Since coverage levels and mean worm burden are both functions of age group, this expression cannot be evaluated in closed form.

The expected k values, mean worm burdens and variance in worm counts immediately post-treatment are calculated from the pre-treatment data obtained from the simulations. These expected post-treatment values are then compared to those observed from the simulations to determine the validity of the simple analytical predictions. Scatterplots are used to visually portray the comparisons.

Results

Predictions based on the stochastic simulations

At equilibrium, N. americanus prevalence was approximately 65% in all villages for all compliance scenarios. After cessation of treatment, village prevalence either recovered to pre-treatment equilibrium levels or decreased to zero, depending on whether the breakpoint in transmission was crossed. The proportion of villages achieving N. americanus elimination was 89.4% under random non-compliance, 41.7% for semi-systematic compliance and 0% for fully-systematic compliance (Fig. 2a–c). For A. lumbricoides the equivalent proportions were 75.4%, 65.6% and 42.8%, respectively (Additional file 1: Figure S1a–c). These results clearly illustrate the importance of individual compliance as a key determinant of MDA impact. This effect is not widely appreciated by those who track MDA coverage as reported on a country to country basis to WHO. In the WHO compilations of year by year progress in MDA, coverage is documented but not compliance.

Fig. 2
figure2

Prevalence of Necantor americanus over time (ac) and aggregation (parameter k) over time (df), in this plot we show 500 out of 1000 simulated villages. a and d: Random non-compliance; b and e: Semi-systematic non-compliance; c and f: Fully-systematic non-compliance

Under random non-compliance, k decreased sharply (reflecting increased parasite aggregation) to between 0.102 and 0.160 directly following the first round of treatment. Similar patterns were also observed in both the fully-systematic and semi-systematic non-compliance scenarios (range: 0.100–0.160 and 0.100–0.151, respectively). In all scenarios, k became successively smaller after each round of treatment, with the recovery in k immediately post-treatment consistently lower than at each previous round. Furthermore, the range in k values recorded in the stochastic simulations increased slightly after each successive round of treatment.

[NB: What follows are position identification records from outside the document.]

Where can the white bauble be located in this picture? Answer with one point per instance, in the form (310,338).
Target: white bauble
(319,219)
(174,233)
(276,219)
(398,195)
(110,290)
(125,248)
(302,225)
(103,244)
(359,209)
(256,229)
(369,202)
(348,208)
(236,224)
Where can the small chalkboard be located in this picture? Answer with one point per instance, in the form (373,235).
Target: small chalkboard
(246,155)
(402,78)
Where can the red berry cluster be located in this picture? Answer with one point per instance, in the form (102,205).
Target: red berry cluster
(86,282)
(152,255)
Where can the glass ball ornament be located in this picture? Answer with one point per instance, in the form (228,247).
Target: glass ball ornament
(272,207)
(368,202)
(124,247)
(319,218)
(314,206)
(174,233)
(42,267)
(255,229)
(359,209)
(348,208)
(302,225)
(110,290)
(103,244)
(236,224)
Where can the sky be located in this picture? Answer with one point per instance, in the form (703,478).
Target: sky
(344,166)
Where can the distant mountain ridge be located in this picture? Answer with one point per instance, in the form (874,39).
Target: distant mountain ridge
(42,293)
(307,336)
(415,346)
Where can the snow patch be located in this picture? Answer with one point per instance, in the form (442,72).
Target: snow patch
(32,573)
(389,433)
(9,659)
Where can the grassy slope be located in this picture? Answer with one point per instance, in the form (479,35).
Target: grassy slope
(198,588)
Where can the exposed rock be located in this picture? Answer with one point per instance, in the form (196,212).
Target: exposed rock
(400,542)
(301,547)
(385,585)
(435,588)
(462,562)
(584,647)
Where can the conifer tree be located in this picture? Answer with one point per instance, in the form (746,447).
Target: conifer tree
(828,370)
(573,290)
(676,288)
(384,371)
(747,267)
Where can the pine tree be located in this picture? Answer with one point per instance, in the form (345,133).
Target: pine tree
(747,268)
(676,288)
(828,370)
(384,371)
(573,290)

In villages where elimination of transmission was successful (the “breakpoint” in transmission was crossed), the prevalence declined to zero and k concomitantly decayed to a value of zero. On average, this took 12 years post-cessation of treatment for random non-compliance (range: 3.0–21.0 years) and 14.5 years for semi-systematic (range: 6.5–21.0 years). No simulations in the fully-systematic non-compliance scenario resulted in elimination, hence no k values reached zero.

For A. lumbricoides, the duration of time for k to reach zero post-treatment was 6.5 years for random non-compliance (range: 0.5–20.0 years), 7.0 years for semi-systematic compliance (range: 1.5–19.5 years), and 8 years for fully-systematic non-compliance (range: 3–21.0 years). In those villages which failed to reach elimination and suffered bounce-back in infection to pre-treatment equilibrium levels, k was observed to also return to its pre-treatment value. On average, this bounce-back took approximately 6 years post-cessation of treatment for both N. americanus (Fig. 2d–f) and A. lumbricoides (Additional file 1: Figure S1d–f). No significant difference was observed between different compliance patterns with regards to the duration of time required for k to return to pre-treatment equilibrium levels.

The short- and long-term impact of treatment can also be observed in the age-prevalence surface plots (the dimensions of age and time). At equilibrium, the prevalence of hookworm infection was higher amongst adults than pre-SAC and SAC. Treatment resulted in a decrease in prevalence amongst all age groups, with the greatest relative decrease observed in adults. In villages which did not reach elimination and bounced-back to the pre-treatment equilibrium, the post-treatment age-prevalence profiles were near-identical to pre-treatment levels (Fig. 3, Additional file 1: Figure S2).

Fig. 3
figure3

Age-prevalence over time in which elimination of Necator americanus infection was not achieved before mass drug administration was implemented (a) and post-MDA (b). Age groups (years): 1, 0–5; 2, 6–10; 3, 11–15; 4, 16–30; 5, 31–50; 6, 51+

The proportion of individuals who still harbour worms after MDA showed differences between the compliance patterns types (Additional file 1: Figure S3). At round five, the proportion of individuals who harbour at least one worm were 5.1% (0.8–12.5%), 7.8% (2.9–16.6%) and 16.1% (10.4–24.1%) for random, semi-systematic and fully-systematic non-compliance (Additional file 1: Figure S3). The proportion of individuals who harbour both male and female worms reduced on average to 1.2% (0–4.5%) with random compliance (Fig. 4). With fully-systematic non-compliance, the proportion of individuals with both male and female worms remained high even after five rounds of MDA (8.4%, 5.0–13.4%) allowing transmission to be sustained. Similar results were found for A. lumbricoides (Additional file 1: Figures S3, S4).

Fig. 4
figure4

The proportion of individuals who harbour both male and female worms and produce fertile eggs (grey shaded color) and the proportion of individuals who harbour either only male or only females worms and produce no eggs (orange shaded color) for random compliance (a), semi-systematic compliance (b) and systematic compliance (c)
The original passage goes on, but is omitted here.